Criteria for assessing qualitative and grounded theory research include trustworthiness [48], credibility, usefulness [29], transferability, and confirmability [30]. Interview guides for this study were developed with key informants, including adult and adolescent members of the cystinosis community, parents, healthcare providers, and other researchers. Peer debriefing [30, 49] was available from fellow social work and health researcher’s participation in the Cystinosis Research Network’s Adult Care Excellence initiative, in developing the Living with Cystinosis survey [27] and the Bridges to the Future Transitioning Guide [25] also provided for prolonged engagement [30, 49] and insight into the concerns of the community. Themes similar to the concepts identified in this study have also been described by patients and families in advocacy organization newsletters and social media, providing triangulation [30, 49] with publicly available information.
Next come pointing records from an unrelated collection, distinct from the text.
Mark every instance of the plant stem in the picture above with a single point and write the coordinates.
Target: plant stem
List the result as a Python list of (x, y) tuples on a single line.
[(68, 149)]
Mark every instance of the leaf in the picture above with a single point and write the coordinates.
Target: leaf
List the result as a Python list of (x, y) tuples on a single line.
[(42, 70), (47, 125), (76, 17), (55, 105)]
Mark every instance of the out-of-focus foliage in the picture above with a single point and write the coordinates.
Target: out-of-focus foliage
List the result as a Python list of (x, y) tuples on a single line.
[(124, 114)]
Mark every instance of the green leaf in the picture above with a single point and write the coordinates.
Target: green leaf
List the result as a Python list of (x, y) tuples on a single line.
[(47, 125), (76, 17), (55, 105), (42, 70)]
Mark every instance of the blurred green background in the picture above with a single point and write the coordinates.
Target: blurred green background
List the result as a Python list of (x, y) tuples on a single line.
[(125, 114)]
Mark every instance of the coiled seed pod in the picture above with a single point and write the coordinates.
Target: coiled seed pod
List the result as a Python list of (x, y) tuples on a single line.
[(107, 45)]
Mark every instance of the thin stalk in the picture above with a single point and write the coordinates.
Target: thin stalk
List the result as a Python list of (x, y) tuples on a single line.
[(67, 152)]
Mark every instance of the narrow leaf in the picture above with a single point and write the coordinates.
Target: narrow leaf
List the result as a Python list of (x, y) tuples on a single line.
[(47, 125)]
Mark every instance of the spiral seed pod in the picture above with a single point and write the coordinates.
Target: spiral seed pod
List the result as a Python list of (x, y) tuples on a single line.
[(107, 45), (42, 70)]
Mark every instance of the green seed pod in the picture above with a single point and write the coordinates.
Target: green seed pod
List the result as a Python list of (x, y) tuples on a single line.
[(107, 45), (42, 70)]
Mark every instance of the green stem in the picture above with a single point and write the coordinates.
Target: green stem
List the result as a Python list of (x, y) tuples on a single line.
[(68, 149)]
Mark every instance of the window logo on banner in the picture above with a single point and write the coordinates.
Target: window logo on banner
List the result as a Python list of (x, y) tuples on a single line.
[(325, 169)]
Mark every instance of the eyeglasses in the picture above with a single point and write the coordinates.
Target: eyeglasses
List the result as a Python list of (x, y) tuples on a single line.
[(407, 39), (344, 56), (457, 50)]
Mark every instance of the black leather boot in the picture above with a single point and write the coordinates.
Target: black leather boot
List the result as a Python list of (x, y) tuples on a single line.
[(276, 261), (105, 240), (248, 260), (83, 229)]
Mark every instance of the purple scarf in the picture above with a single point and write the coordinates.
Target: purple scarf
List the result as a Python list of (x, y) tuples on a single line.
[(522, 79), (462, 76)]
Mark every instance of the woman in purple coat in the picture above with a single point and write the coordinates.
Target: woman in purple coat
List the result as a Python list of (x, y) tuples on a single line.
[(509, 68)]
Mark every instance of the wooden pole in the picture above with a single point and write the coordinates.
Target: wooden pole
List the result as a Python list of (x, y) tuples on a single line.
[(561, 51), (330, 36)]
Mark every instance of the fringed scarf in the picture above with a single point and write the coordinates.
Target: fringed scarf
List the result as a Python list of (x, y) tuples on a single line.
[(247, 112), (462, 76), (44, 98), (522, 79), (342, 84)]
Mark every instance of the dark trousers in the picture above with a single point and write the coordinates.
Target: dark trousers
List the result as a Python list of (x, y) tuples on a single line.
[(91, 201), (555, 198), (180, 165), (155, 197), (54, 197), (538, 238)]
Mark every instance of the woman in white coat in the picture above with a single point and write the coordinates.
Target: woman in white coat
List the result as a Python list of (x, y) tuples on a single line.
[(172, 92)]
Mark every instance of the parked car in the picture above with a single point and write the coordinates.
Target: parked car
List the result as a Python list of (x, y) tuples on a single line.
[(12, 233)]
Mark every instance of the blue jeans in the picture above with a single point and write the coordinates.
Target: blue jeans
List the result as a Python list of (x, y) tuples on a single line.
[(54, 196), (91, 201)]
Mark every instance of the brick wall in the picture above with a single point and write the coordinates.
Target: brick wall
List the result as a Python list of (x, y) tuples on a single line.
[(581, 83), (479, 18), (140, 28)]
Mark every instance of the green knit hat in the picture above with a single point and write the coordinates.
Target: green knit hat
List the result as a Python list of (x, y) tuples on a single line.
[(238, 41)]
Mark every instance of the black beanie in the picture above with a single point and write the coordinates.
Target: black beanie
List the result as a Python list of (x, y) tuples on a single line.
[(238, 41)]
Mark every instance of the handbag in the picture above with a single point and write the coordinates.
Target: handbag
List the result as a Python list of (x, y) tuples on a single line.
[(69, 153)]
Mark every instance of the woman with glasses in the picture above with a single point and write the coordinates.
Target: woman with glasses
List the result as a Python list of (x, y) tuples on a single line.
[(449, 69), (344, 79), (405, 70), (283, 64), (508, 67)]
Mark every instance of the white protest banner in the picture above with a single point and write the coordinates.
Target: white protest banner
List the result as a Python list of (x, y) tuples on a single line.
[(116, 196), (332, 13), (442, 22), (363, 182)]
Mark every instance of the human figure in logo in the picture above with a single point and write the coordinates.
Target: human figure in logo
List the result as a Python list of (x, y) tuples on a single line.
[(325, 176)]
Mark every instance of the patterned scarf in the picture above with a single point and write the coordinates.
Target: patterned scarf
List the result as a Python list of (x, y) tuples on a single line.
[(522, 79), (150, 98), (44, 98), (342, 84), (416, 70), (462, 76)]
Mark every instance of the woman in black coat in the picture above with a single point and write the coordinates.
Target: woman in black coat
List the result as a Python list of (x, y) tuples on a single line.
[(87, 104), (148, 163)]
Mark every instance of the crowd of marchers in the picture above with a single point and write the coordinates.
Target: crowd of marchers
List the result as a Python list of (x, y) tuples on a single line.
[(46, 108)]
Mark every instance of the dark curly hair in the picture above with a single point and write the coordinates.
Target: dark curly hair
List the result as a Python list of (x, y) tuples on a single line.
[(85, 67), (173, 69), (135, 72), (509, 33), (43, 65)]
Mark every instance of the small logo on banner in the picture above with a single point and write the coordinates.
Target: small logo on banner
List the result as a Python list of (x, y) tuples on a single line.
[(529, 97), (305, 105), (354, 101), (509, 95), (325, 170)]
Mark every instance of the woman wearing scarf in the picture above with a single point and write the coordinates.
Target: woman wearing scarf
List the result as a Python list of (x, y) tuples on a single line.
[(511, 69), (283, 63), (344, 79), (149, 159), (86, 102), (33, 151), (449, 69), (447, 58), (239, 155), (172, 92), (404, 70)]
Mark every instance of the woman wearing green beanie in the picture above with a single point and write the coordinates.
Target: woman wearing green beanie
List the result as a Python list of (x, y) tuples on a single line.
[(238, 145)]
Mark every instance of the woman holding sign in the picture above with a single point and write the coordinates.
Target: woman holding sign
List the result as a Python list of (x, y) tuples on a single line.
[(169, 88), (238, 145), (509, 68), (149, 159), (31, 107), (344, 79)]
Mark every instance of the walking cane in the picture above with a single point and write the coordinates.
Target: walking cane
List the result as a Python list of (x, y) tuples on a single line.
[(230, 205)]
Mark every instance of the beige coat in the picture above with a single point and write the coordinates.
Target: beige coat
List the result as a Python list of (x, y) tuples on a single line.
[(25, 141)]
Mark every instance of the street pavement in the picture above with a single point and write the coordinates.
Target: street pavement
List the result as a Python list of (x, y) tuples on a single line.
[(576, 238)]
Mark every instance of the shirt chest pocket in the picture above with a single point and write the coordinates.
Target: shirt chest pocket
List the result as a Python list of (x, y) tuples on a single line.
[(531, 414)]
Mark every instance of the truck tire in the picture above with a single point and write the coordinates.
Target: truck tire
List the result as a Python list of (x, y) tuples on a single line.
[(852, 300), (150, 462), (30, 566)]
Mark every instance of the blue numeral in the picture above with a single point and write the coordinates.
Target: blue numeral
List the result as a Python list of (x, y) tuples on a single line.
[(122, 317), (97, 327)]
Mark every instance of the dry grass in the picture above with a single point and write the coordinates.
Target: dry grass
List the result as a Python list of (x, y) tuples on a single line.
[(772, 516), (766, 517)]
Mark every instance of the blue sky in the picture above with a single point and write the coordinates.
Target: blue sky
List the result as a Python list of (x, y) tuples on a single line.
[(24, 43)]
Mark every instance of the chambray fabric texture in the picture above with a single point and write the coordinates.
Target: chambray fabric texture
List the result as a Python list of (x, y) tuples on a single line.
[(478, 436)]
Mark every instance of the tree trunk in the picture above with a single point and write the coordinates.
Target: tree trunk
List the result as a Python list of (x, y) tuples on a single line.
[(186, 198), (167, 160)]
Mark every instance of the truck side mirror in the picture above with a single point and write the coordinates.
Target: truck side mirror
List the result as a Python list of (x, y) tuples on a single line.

The specific disease population, sample size, qualitative nature, and methods of this study provided rich data regarding the experiences of adults with cystinosis, which may or may not be comparable with the experience of individuals with other chronic and rare diseases, or with other birth cohorts affected by cystinosis. The sample is based primarily in the USA; the experience of living with cystinosis, and of transitioning to adulthood and adult-oriented care, outside of the USA and/or other developed nations, with potentially limited access to cystine-depleting therapy, and differences in organ allocation for transplantation, may be quite different [50, 51].

One risk of the “thick description” made possible through this qualitative method is the risk of inferred identification [52]; the small size and high level of connectedness within the cystinosis community increases challenges to anonymity and confidentiality. This presents a particular challenge in the dissemination of findings with meaningful detail, while protecting the identity of individual participants who are well known to each other, to providers, and to other researchers. Classic grounded theory methodology [53] helped to organize data around codes and concepts rather than around descriptions of individual participant or family experiences.

Conclusions

Findings from this study conceptualize behaviors and relationships that support and/or threaten autonomy, disease self-management, and treatment adherence during this time of transition to adulthood and adult-oriented care. Imbuing individuals diagnosed in childhood with cystinosis, or other forms of rare or chronic illness, with the skills and philosophy for self-care, negotiating the transfer of power, and creating a sense of connected autonomy allow them, as adults, to engage in age-appropriate developmental tasks. The progressive nature of the illness, and the demands of medication regimens, underlie much (but not all) decision-making around higher education, vocations, romantic relationships, and family planning. Further research into the experience of emerging adulthood and adulthood with rare and chronic disease, during and following transition to adult-oriented care, is needed to continue improvements in quality of care, health outcomes, and quality of life.